Le QUOTIDIEN DU MÉDECIN : Pouvez-vous rappeler les ambitions du projet Métacardis ?
Pr KARINE CLÉMENT : Métacardis est un projet européen qui étudie l’impact des changements de la flore intestinale sur l’apparition et la progression des maladies cardio-métaboliques et liées à la nutrition. Les maladies du cœur et du métabolisme ont en commun une inflammation de bas grade et des interactions avec la flore ne sont pas exclues. Ces interactions vont être examinées à la loupe car de plus en plus, on tente d’identifier les voies biologiques partagées dans ces maladies fortement associées mais très hétérogènes. C’est vraiment un enjeu médical futur. Ce projet rassemble donc de nombreuses spécialités médicales et en recherche et les décloisonne. Nous tentons de répondre à de nombreuses questions : est-ce qu’il existe une signature spécifique de la flore intestinale quand on a une dyslipidémie, un syndrome métabolique, une maladie coronaire, et même une insuffisance cardiaque ? Le surpoids et l’obésité changent-ils ces signatures ?
Ainsi notre objectif est de savoir si disposer du profil de la flore intestinale pourra aider à redéfinir plus précisément certains groupes de patients. Un autre enjeu est aussi de savoir comment notre « équipement microbien intestinal » est modifié mais aussi module la réponse aux traitements ? On sait déjà par exemple qu’il pourrait faire varier la réponse individuelle à la digoxine. C’est sans doute aussi vrai pour bien d’autres médicaments : les statines, les antidiabétiques oraux comme la metformine.
Comment trouver des bases communes à des profils que l’on dit aussi spécifiques d’un individu que l’ADN ?
Les profils de flore intestinale sont assez uniques et acquis dès le plus jeune âge, vers deux ou trois ans. Cependant avec les techniques modernes de séquençage mises en œuvre dans Métacardis grâce à l’expertise des collègues de l’Inra, on peut affiner la connaissance.
On s’aperçoit qu’il existe aussi des similarités entre les sujets. Ainsi chez les personnes en surpoids ou obèses, on a identifié que 30 à 40 % d’entre eux ont une flore appauvrie et présentent plus de risques cardio-métaboliques.
Combien recrutez-vous de patients ?
Deux mille, 1 000 à l’ICAN (Institut de Cardiométabolisme & Nutrition, hôpital de la Pitié Salpêtrière à Paris) et 1 000 en Allemagne et au Danemark. Les patients bénéficient d’un bilan complet, médical, cardiaque, métabolique, hépatique, en une journée. Le patient recueille ses selles à domicile et nous venons les collecter. La prise d’antibiotiques ou de traitements à visée intestinale doit être signalée. En France, nous sommes à 40 % de notre recrutement (voir encadré).
Quel est le coût d’un tel projet ?
Le budget total est de 20 millions d’euros dont 12 millions viennent de la communauté Européenne. C’est l’un des derniers projets européens du 7e programme cadre.

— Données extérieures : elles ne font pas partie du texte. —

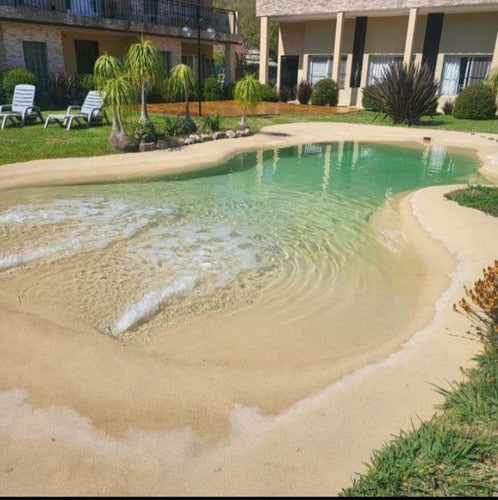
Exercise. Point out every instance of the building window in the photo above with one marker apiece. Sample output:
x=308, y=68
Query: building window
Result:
x=320, y=67
x=377, y=65
x=87, y=52
x=190, y=61
x=35, y=60
x=167, y=60
x=460, y=71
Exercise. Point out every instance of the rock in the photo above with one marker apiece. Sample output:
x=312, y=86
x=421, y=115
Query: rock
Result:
x=219, y=135
x=146, y=146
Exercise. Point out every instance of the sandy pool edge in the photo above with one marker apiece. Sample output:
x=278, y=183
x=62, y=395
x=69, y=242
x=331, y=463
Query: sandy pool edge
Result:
x=308, y=448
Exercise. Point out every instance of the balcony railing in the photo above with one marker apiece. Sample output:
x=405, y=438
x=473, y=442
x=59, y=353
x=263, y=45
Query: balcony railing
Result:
x=163, y=12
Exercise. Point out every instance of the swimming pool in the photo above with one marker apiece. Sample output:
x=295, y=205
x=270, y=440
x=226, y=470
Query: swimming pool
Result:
x=292, y=226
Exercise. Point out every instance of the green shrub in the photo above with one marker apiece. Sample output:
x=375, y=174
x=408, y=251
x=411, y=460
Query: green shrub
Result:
x=475, y=102
x=406, y=92
x=228, y=91
x=366, y=100
x=268, y=94
x=61, y=89
x=211, y=89
x=13, y=77
x=84, y=83
x=303, y=91
x=325, y=93
x=143, y=132
x=172, y=125
x=211, y=123
x=448, y=106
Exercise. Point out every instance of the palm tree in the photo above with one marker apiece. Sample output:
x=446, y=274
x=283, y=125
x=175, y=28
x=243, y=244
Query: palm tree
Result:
x=111, y=78
x=145, y=65
x=247, y=93
x=183, y=83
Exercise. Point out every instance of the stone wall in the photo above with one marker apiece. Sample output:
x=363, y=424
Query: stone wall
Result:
x=13, y=34
x=303, y=7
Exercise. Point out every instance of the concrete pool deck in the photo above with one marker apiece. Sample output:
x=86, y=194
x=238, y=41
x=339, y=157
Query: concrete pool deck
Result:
x=313, y=447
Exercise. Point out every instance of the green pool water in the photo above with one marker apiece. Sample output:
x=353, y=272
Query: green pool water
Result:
x=128, y=255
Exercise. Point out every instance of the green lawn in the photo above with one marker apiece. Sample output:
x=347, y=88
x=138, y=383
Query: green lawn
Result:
x=480, y=197
x=34, y=142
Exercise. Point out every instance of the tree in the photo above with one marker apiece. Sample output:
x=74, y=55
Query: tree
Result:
x=110, y=77
x=145, y=65
x=183, y=83
x=247, y=93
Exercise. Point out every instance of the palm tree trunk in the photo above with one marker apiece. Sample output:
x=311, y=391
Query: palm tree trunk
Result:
x=144, y=117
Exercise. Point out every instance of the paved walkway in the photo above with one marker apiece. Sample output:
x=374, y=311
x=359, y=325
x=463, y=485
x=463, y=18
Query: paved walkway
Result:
x=230, y=108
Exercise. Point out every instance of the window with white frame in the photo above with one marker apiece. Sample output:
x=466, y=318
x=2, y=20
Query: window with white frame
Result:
x=460, y=71
x=320, y=67
x=167, y=60
x=377, y=65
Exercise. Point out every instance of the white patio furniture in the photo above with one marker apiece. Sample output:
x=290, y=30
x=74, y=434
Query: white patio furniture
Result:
x=90, y=111
x=22, y=107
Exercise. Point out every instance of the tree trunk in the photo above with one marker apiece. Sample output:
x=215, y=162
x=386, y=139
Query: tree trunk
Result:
x=144, y=117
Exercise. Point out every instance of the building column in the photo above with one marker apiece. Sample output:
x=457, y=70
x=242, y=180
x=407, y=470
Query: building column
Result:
x=336, y=62
x=230, y=63
x=410, y=35
x=264, y=50
x=494, y=61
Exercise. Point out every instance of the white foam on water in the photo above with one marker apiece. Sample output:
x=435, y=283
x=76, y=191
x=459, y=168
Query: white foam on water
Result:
x=185, y=259
x=14, y=260
x=78, y=225
x=150, y=302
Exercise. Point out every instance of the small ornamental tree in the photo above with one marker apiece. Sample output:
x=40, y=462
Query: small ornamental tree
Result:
x=145, y=65
x=247, y=93
x=405, y=92
x=111, y=78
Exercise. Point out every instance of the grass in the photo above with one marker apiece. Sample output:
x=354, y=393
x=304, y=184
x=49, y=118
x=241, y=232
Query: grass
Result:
x=34, y=142
x=454, y=454
x=480, y=197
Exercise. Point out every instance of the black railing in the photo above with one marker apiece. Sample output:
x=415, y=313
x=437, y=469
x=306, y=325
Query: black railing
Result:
x=163, y=12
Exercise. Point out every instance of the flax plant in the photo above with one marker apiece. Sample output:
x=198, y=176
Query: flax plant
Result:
x=405, y=93
x=247, y=93
x=145, y=65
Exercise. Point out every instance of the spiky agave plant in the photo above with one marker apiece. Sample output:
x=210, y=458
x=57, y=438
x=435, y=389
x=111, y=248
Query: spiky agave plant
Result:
x=247, y=93
x=405, y=92
x=183, y=83
x=111, y=78
x=145, y=65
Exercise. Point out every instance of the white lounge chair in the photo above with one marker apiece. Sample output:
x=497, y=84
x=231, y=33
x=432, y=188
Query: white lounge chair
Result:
x=22, y=107
x=90, y=111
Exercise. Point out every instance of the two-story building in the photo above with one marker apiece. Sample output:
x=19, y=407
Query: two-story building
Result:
x=352, y=41
x=51, y=36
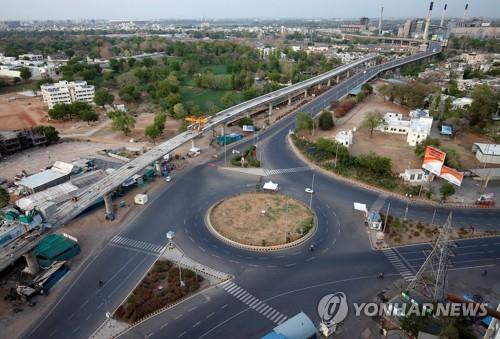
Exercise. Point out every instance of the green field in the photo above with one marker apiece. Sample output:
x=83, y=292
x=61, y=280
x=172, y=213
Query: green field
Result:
x=216, y=69
x=201, y=97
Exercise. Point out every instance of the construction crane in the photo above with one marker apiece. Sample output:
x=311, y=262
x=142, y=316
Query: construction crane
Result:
x=197, y=123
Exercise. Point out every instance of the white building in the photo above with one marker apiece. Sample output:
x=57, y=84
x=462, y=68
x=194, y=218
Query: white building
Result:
x=344, y=138
x=461, y=102
x=417, y=128
x=487, y=153
x=394, y=123
x=414, y=175
x=30, y=57
x=65, y=92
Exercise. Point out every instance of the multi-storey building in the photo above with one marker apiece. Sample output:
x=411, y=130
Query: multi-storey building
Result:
x=65, y=92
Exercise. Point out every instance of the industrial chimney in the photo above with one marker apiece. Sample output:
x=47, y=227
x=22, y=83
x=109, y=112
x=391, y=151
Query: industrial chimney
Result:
x=380, y=20
x=428, y=22
x=444, y=15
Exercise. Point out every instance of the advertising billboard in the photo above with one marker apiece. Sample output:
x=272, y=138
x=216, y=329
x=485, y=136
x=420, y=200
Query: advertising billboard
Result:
x=452, y=175
x=433, y=160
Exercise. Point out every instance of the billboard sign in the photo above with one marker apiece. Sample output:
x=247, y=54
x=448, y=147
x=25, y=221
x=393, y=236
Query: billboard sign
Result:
x=451, y=175
x=433, y=160
x=248, y=128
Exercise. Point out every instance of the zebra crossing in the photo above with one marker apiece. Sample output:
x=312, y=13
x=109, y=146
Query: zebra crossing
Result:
x=396, y=261
x=253, y=302
x=136, y=244
x=286, y=170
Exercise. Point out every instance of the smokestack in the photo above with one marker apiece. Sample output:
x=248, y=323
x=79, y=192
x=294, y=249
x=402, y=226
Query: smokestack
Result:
x=380, y=20
x=444, y=15
x=428, y=22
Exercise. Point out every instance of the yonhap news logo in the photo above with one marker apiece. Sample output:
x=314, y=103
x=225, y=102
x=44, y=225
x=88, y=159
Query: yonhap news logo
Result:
x=333, y=309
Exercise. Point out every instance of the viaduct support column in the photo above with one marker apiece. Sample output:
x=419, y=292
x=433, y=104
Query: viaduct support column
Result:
x=108, y=203
x=32, y=267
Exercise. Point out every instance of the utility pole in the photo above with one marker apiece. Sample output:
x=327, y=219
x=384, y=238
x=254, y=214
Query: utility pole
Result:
x=432, y=275
x=312, y=188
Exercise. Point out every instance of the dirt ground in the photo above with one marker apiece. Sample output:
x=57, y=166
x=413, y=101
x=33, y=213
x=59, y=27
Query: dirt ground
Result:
x=240, y=219
x=394, y=146
x=24, y=112
x=34, y=159
x=415, y=232
x=92, y=232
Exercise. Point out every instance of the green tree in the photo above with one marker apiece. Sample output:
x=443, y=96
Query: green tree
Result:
x=4, y=198
x=122, y=121
x=371, y=121
x=325, y=121
x=130, y=93
x=25, y=73
x=304, y=121
x=103, y=97
x=484, y=104
x=160, y=120
x=88, y=116
x=179, y=111
x=152, y=131
x=245, y=121
x=447, y=190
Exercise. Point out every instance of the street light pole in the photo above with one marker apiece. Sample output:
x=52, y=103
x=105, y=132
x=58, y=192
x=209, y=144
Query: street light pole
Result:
x=312, y=188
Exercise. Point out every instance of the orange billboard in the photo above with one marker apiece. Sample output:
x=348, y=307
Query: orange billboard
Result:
x=452, y=175
x=433, y=160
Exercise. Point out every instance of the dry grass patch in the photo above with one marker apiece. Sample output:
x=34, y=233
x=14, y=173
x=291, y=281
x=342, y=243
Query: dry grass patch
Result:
x=262, y=219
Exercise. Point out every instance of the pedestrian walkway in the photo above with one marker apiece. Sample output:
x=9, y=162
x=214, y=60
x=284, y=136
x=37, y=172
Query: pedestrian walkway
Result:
x=396, y=261
x=136, y=244
x=253, y=302
x=174, y=254
x=286, y=170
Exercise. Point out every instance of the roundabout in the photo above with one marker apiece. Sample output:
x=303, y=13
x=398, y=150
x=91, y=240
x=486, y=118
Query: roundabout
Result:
x=261, y=221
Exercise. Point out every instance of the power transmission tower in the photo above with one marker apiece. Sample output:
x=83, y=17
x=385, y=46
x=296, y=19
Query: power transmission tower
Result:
x=432, y=275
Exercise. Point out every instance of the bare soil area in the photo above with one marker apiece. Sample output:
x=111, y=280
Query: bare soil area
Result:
x=262, y=219
x=403, y=232
x=35, y=159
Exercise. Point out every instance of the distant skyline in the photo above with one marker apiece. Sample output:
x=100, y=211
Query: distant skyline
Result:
x=217, y=9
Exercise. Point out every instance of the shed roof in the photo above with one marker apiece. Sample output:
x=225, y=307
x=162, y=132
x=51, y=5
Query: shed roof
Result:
x=39, y=179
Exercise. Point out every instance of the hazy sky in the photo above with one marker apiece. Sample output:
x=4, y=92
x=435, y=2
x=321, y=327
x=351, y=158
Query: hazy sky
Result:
x=154, y=9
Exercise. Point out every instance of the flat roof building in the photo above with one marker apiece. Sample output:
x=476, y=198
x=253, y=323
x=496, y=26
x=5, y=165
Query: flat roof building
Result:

À ce stade avez-vous des résultats ?
Outre les travaux publiés l’année dernière sur la découverte d’une flore appauvrie chez des personnes obèses ou en surpoids, des progrès ont été réalisés par les équipes bio-informatiques pour combiner les informations qui viennent aussi bien de notre environnement (notre alimentation, notre activité physique), de la flore intestinale, des variables cliniques et biologiques mesurées. Ce sont des milliers d’informations et il y a des enjeux méthodologiques importants pour les combiner et ainsi pour mieux comprendre les dialogues entre la flore et notre biologie. Cela progresse bien dans le projet Métacardis. Nous mettons beaucoup d’espoir sur ces techniques modernes pour trouver des signatures chez les patients et ainsi aider à décrire des groupes de personnes de façon plus homogènes et, donc les prendre en charge de façon plus individuelle.